Part of Stratemeyer's command, the Tenth Air Force, had been integrated with the RAF Third Tactical Air Force in India in December 1943 and was operating under Lord Louis Mountbatten, Supreme Allied Commander of SEAC. Another part of it, the Fourteenth Air Force in China, was under the jurisdiction of Generalissimo Chiang Kai-shek as commander of the China Theater. And although the India-China Wing, Air Transport Command received its allocations of tonnage requirements for the Hump airlift from Stratemeyer as Stilwell's deputy, control of ICWATC resided with Headquarters ATC, in Washington. One of Stratemeyer's favorite cartoons showed him sitting at his desk surrounded by pictures of his eight bosses (Stillwell, Mountbatten, Gen. George C. Marshall, Chiang, Arnold, Royal Air Force Air Marshal Sir Richard Peirse, Major General Daniel I. Sultan, and FDR), all of whom could give him orders in one or another of his capacities.

Stratemeyer was promoted to lieutenant general in May 1945 and from April 1944 until March 1946 was commander of the Army Air Forces in the China Theater with headquarters at Chungking. Stratemeyer was a major figure in the retaliatory maneuvering after Stilwell's recall to force Gen. Claire Chennault out as commander of the 14th Air Force, headquartered in Kunming.

After the war, General Stratemeyer commanded the Air Defense Command at Mitchel Field, New York, and the Continental Air Command which was organized there in November 1948. At both positions, Stratemeyer tried to improve America's warning system.

Korean War[edit]

He went to Tokyo in April 1949 as commanding general of Far East Air Forces, which he led through the first year of the Korean War. His units responded rapidly to the North Koreans' invasion of the South and provided South Korea and General Douglas MacArthur with the vital air arm.
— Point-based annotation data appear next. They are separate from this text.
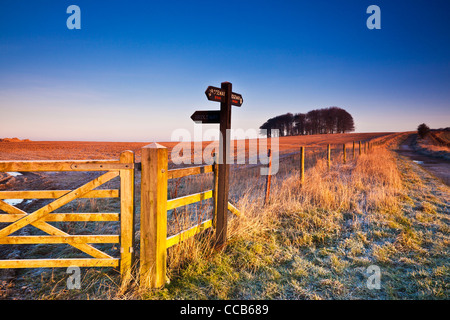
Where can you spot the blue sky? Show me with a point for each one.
(137, 70)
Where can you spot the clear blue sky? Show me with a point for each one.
(137, 70)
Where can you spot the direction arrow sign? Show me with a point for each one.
(217, 94)
(236, 99)
(206, 116)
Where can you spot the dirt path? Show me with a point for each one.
(440, 168)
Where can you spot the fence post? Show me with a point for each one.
(353, 153)
(328, 156)
(216, 187)
(126, 215)
(302, 164)
(224, 167)
(344, 154)
(269, 177)
(153, 215)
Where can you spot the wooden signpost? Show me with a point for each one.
(227, 98)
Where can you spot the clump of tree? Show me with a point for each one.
(319, 121)
(423, 130)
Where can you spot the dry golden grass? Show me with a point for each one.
(312, 241)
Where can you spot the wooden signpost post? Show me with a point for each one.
(227, 98)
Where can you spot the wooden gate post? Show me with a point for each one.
(224, 167)
(302, 164)
(126, 215)
(353, 152)
(268, 178)
(153, 215)
(216, 187)
(329, 156)
(344, 151)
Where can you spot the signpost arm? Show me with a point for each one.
(223, 179)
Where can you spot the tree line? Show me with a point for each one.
(318, 121)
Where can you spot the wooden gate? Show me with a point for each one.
(123, 168)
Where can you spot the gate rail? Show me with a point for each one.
(17, 218)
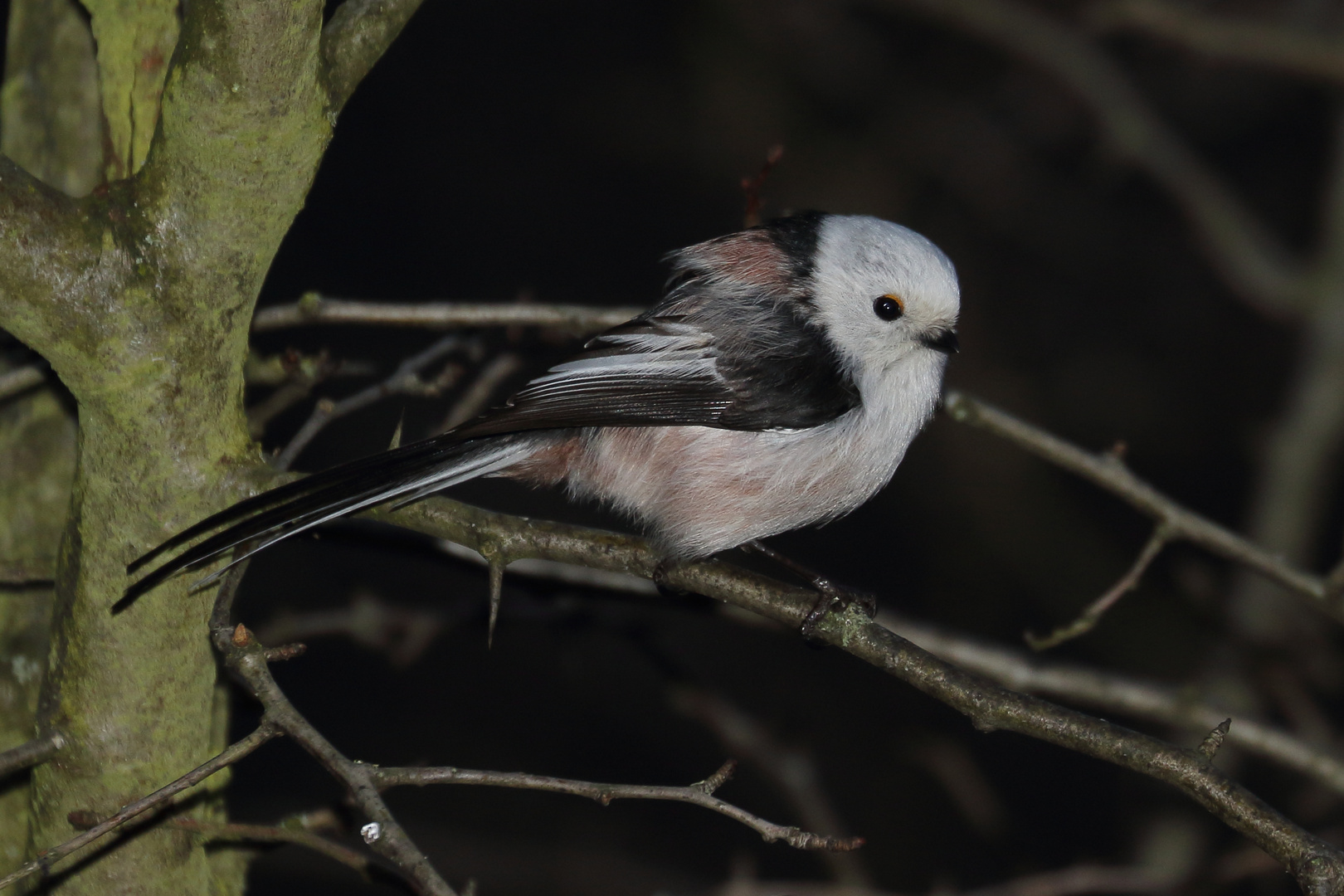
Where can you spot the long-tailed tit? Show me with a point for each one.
(778, 383)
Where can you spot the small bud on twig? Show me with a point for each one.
(1209, 748)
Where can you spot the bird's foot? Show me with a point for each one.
(835, 598)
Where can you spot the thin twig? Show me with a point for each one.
(246, 657)
(554, 571)
(752, 186)
(1317, 865)
(1116, 694)
(791, 772)
(1254, 264)
(318, 309)
(21, 381)
(34, 752)
(398, 631)
(405, 379)
(1298, 51)
(217, 832)
(49, 857)
(1110, 473)
(477, 397)
(698, 794)
(295, 387)
(1089, 618)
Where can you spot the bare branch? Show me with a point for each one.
(21, 381)
(162, 796)
(1092, 616)
(791, 772)
(1118, 694)
(477, 397)
(1253, 262)
(698, 794)
(555, 571)
(318, 309)
(236, 833)
(1268, 45)
(398, 631)
(1317, 865)
(34, 752)
(247, 660)
(355, 38)
(405, 379)
(1112, 475)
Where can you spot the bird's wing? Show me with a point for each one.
(761, 371)
(676, 366)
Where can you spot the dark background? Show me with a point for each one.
(559, 151)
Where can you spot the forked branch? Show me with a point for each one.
(1110, 473)
(1317, 867)
(696, 794)
(355, 38)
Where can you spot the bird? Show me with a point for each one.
(777, 384)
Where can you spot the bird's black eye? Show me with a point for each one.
(889, 308)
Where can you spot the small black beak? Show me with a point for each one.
(942, 340)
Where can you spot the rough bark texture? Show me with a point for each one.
(50, 108)
(140, 297)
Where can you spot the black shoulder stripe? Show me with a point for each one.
(796, 236)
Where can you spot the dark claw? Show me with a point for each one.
(835, 598)
(665, 589)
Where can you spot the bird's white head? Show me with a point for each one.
(886, 297)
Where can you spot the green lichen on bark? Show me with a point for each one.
(37, 465)
(141, 299)
(49, 104)
(140, 296)
(136, 39)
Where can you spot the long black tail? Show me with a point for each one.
(407, 473)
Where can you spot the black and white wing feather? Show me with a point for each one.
(689, 362)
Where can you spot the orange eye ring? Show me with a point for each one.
(889, 306)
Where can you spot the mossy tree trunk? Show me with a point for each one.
(140, 296)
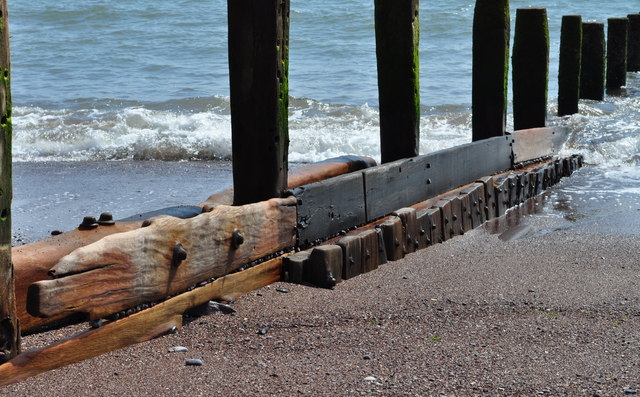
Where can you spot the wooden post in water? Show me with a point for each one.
(397, 38)
(491, 33)
(617, 32)
(530, 68)
(258, 73)
(9, 327)
(593, 61)
(569, 69)
(633, 43)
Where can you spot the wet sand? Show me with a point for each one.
(546, 305)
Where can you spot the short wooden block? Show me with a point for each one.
(456, 215)
(294, 266)
(409, 228)
(351, 256)
(489, 198)
(382, 249)
(392, 235)
(467, 212)
(370, 252)
(325, 266)
(446, 217)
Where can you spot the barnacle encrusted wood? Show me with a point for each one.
(164, 258)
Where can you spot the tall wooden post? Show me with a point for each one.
(530, 68)
(397, 38)
(617, 31)
(592, 69)
(633, 43)
(9, 327)
(569, 69)
(258, 72)
(491, 34)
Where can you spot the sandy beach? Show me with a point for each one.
(544, 304)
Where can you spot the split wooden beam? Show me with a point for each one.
(142, 326)
(164, 258)
(9, 324)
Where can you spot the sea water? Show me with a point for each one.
(139, 81)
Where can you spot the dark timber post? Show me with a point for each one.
(593, 61)
(530, 68)
(9, 327)
(633, 43)
(491, 33)
(569, 69)
(397, 38)
(617, 52)
(258, 73)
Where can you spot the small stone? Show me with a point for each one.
(193, 362)
(178, 349)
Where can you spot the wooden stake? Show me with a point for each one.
(9, 325)
(491, 32)
(258, 72)
(593, 64)
(569, 69)
(617, 32)
(633, 43)
(530, 68)
(397, 38)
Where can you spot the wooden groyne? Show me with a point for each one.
(328, 223)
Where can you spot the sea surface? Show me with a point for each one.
(136, 82)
General Stratemeyer had a serious heart attack in Tokyo in May 1951 and was confined to the Air Force hospital at nearby Tachikawa Air Base.

General Stratemeyer retired January 31, 1952. He died August 11, 1969.


His awards include the Distinguished Service Medal with three oak leaf clusters; Distinguished Flying Cross; Air Medal with oak leaf cluster; American Defense Service Medal; Asiatic-Pacific Campaign Medal with five service stars; European-African-Middle Eastern Campaign Medal with service star; World War I Victory Medal; World War II Victory Medal; American Campaign Medal with service star; National Defense Service Medal; Korean Service Medal with four service stars; Mexican Border Service Medal; Ho-Tu Medal of Chinese Air Force; Tashou Cloud Banner (Chinese); British Companion of the Order of the Bath Chinese Special; Chinese Pilot's Badge; Polish Order of Polonia Restituta Commander's Cross; Knight Commander of the Order of the British Empire; Yugoslavian pilot's badge.